Generative AI Outputs
Always fact-check AI-generated outputs before using or sharing them. If AI provides citations, confirm they are real and relevant. Do not solely rely on AI instead of experts, legal counsel, or other trusted sources. Before sharing AI-generated outputs, edit or modify them to reflect your own judgment or clearly label them as AI-generated.
Third Party Model Training
Do not use AI services that train on the data provided to them via inference. Doing so could inadvertently lead to leaking private or sensitive information into a third party’s model. Many AI services provide business/enterprise plans that provide this.
Services can you can use without additional investigation or review:
- GitHub Copilot
- OpenAI via Human Made’s API keys
- ChatGPT Plus / Pro / Enterprise
- Claude Pro / Team / Enterprise
AI Programming Assistants
We make use of generative AI capabilities when writing code, documentation, testing and more as part of our software development lifecycle.
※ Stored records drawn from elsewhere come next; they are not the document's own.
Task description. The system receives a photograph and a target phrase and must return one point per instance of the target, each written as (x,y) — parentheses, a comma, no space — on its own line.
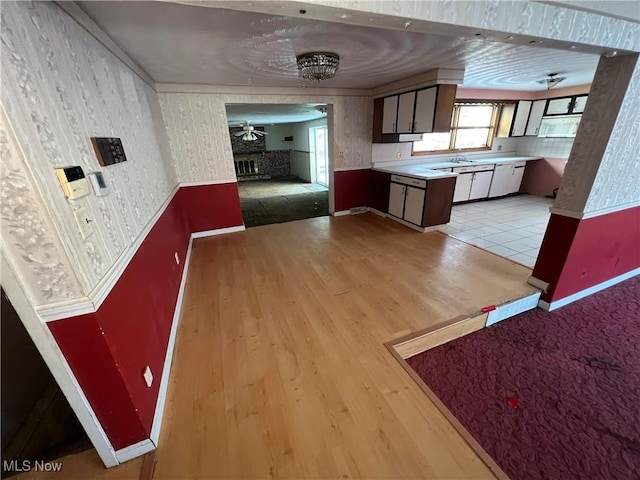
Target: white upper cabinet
(520,121)
(406,102)
(425,110)
(559,106)
(389,114)
(535,117)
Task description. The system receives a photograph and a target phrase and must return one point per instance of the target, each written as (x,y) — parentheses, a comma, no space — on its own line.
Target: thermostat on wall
(73,182)
(99,185)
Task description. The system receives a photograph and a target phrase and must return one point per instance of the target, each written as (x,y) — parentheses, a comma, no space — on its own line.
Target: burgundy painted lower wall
(579,254)
(351,189)
(542,176)
(108,350)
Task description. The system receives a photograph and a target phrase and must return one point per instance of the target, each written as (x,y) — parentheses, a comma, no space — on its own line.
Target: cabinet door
(559,106)
(506,119)
(579,104)
(522,115)
(425,110)
(480,184)
(463,187)
(414,205)
(396,200)
(500,184)
(535,117)
(389,114)
(517,172)
(405,112)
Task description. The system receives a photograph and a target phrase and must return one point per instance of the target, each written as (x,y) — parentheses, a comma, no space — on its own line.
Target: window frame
(455,117)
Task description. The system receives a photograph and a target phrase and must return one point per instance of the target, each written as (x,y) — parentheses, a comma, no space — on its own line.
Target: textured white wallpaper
(27,230)
(603,169)
(59,88)
(199,136)
(618,179)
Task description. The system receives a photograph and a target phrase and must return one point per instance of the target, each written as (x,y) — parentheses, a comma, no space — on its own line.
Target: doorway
(319,150)
(281,160)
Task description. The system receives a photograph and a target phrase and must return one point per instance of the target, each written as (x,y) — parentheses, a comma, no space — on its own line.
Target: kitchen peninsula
(421,194)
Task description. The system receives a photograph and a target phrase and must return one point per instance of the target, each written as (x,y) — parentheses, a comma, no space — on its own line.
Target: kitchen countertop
(427,171)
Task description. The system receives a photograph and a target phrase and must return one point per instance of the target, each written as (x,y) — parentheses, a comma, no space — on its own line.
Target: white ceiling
(267,114)
(199,45)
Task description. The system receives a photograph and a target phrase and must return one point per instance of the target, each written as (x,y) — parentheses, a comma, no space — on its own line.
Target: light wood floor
(280,369)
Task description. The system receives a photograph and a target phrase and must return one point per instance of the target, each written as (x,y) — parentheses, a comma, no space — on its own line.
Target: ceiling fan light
(551,81)
(318,65)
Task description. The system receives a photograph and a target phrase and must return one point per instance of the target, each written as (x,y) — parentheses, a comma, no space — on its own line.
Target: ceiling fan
(551,81)
(249,133)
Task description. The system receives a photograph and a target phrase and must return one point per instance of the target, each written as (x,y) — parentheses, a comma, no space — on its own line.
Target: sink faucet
(458,157)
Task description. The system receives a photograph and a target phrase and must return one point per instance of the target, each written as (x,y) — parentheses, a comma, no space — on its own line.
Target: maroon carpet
(550,395)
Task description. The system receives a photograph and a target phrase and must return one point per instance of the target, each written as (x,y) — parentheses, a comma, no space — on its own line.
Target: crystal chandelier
(318,65)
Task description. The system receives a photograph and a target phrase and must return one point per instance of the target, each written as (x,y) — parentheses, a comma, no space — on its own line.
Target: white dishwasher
(473,182)
(506,179)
This includes features such as AI autocomplete, prompt-based generation, and agentic development workflows.
All code produced by AI assistant tooling must be thoroughly reviewed, tested and understood.
Use of AI Agents and AI tool-calling
When giving AI services / tools access to third party tools, use the principle of least privilege. For example, read-only API keys for MCP servers that only need to read data. Prompt Injection is a major risk when connecting AI to existing data and tools, so extra caution is needed when using any MCP / AI integration that can write or modify data or other forms of external communication.